What is a relational database?
A relational database organizes data into rows and columns, which collectively form a table. Data is typically structured across multiple tables, which can be joined together via a primary key or a foreign key. These unique identifiers demonstrate the different relationships which exist between tables, and these relationships are usually illustrated through different types of data models. Analysts use SQL queries to combine different data points and summarize business performance, allowing organizations to gain insights, optimize workflows, and identify new opportunities.
For example, imagine your company maintains a database table with customer information, which contains company data at the account level. There may also be a different table, which describes all the individual transactions that align to that account. Together, these tables can provide information about the different industries that purchase a specific software product.
The columns (or fields) for the customer table might be Customer ID, Company Name, Company Address, Industry etc.; the columns for a transaction table might be Transaction Date, Customer ID, Transaction Amount, Payment Method, etc. The tables can be joined together with the common Customer ID field. You can, therefore, query the table to produce valuable reports, such as a sales reports by industry or company, which can inform messaging to prospective clients.
Relational databases are also typically associated with transactional databases, which execute commands, or transactions, collectively. A popular example that is used to illustrate this is a bank transfer. A defined amount is withdrawn from one account, and then it is deposited within another. The total amount of money is withdrawn and deposited, and this transaction cannot occur in any kind of partial sense. Transactions have specific properties. Represented by the acronym, ACID, ACID properties are defined as:
- Atomicity: All changes to data are performed as if they are a single operation. That is, all the changes are performed, or none of them are.
- Consistency: Data remains in a consistent state from state to finish, reinforcing data integrity.
- Isolation: The intermediate state of a transaction is not visible to other transactions, and as a result, transactions that run concurrently appear to be serialized.
- Durability: After the successful completion of a transaction, changes to data persist and are not undone, even in the event of a system failure.
These properties enable reliable transaction processing.

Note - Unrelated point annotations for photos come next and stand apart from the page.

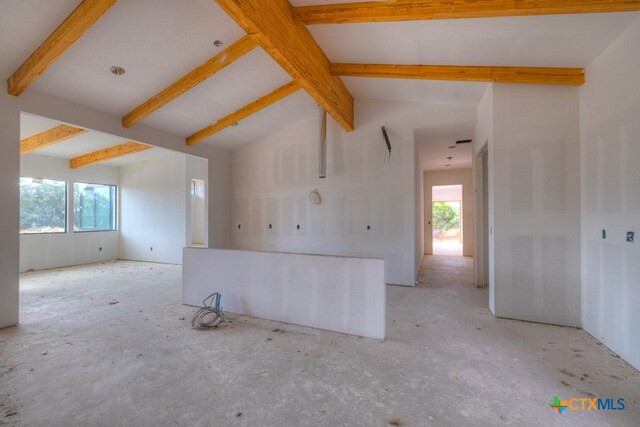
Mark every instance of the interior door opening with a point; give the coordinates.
(447, 219)
(198, 212)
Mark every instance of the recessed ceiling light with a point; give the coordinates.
(118, 71)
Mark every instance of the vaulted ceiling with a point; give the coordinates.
(159, 41)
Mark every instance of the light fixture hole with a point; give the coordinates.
(118, 71)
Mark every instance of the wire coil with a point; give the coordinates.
(209, 316)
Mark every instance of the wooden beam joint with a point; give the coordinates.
(76, 24)
(49, 137)
(414, 10)
(529, 75)
(107, 154)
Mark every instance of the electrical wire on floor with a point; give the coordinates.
(210, 316)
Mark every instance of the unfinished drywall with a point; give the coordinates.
(368, 198)
(40, 251)
(154, 207)
(44, 105)
(334, 293)
(535, 163)
(610, 176)
(450, 177)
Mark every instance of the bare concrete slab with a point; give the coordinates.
(120, 351)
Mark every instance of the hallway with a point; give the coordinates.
(446, 271)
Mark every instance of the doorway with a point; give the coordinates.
(198, 213)
(447, 219)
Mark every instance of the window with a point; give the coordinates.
(94, 207)
(43, 206)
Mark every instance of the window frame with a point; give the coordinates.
(66, 208)
(115, 208)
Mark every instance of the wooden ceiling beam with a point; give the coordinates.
(49, 137)
(190, 80)
(412, 10)
(76, 24)
(530, 75)
(244, 112)
(107, 154)
(291, 45)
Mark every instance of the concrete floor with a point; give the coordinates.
(446, 362)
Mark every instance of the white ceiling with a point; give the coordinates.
(434, 146)
(158, 41)
(86, 143)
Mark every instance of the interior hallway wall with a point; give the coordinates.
(153, 212)
(41, 251)
(483, 133)
(44, 105)
(610, 176)
(535, 163)
(272, 179)
(462, 177)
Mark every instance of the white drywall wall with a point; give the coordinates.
(450, 177)
(272, 179)
(154, 207)
(536, 203)
(418, 210)
(9, 208)
(483, 133)
(335, 293)
(41, 251)
(44, 105)
(610, 173)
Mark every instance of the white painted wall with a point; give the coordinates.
(482, 136)
(9, 209)
(41, 251)
(536, 203)
(610, 174)
(450, 177)
(418, 210)
(272, 178)
(339, 294)
(153, 210)
(44, 105)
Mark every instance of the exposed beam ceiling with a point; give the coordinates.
(79, 21)
(190, 80)
(295, 50)
(531, 75)
(244, 112)
(107, 153)
(411, 10)
(49, 137)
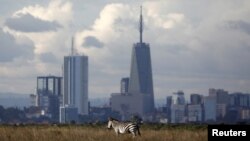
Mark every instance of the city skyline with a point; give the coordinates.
(192, 50)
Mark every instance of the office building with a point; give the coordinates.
(195, 99)
(124, 85)
(68, 114)
(140, 96)
(49, 95)
(75, 72)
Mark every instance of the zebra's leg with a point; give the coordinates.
(134, 134)
(117, 132)
(138, 130)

Relational database vs. relational database management system
While a relational database organizes data based off a relational data model, a relational database management system (RDBMS) is a more specific reference to the underlying database software that enables users to maintain it. These programs allow users to create, update, insert, or delete data in the system, and they provide:
- Data structure
- Multi-user access
- Privilege control
- Network access
Examples of popular RDBMS systems include MySQL, PostgreSQL, and IBM DB2. Additionally, a relational database system differs from a basic database management system (DBMS) in that it stores data in tables while a DBMS stores information as files.
What is SQL?
Invented by Don Chamberlin and Ray Boyce at IBM, Structured Query Language (SQL) is the standard programming language for interacting with relational database management systems, allowing database administrator to add, update, or delete rows of data easily. Originally known as SEQUEL, it was simplified to SQL due to a trademark issue. SQL queries also allows users to retrieve data from databases using only a few lines of code. Given this relationship, it’s easy to see why relational databases are also referred to as “SQL databases” at times.
Using the example from above, you might construct a query to find the top 10 transactions by company for a specific year with the following code:
SELECT COMPANY_NAME, SUM(TRANSACTION_AMOUNT)
FROM TRANSACTION_TABLE A
LEFT JOIN CUSTOMER_TABLE B
ON A.CUSTOMER_ID = B.CUSTOMER_ID
WHERE YEAR(DATE) = 2022
GROUP BY 1
ORDER BY 2 DESC
The ability to join data in this way helps us to reduce redundancy within our data systems, allowing data teams to maintain one master table for customers versus duplicating this information if there was another transaction in the future. To learn more, Don details more of the history of SQL in his paper here (link resides outside IBM).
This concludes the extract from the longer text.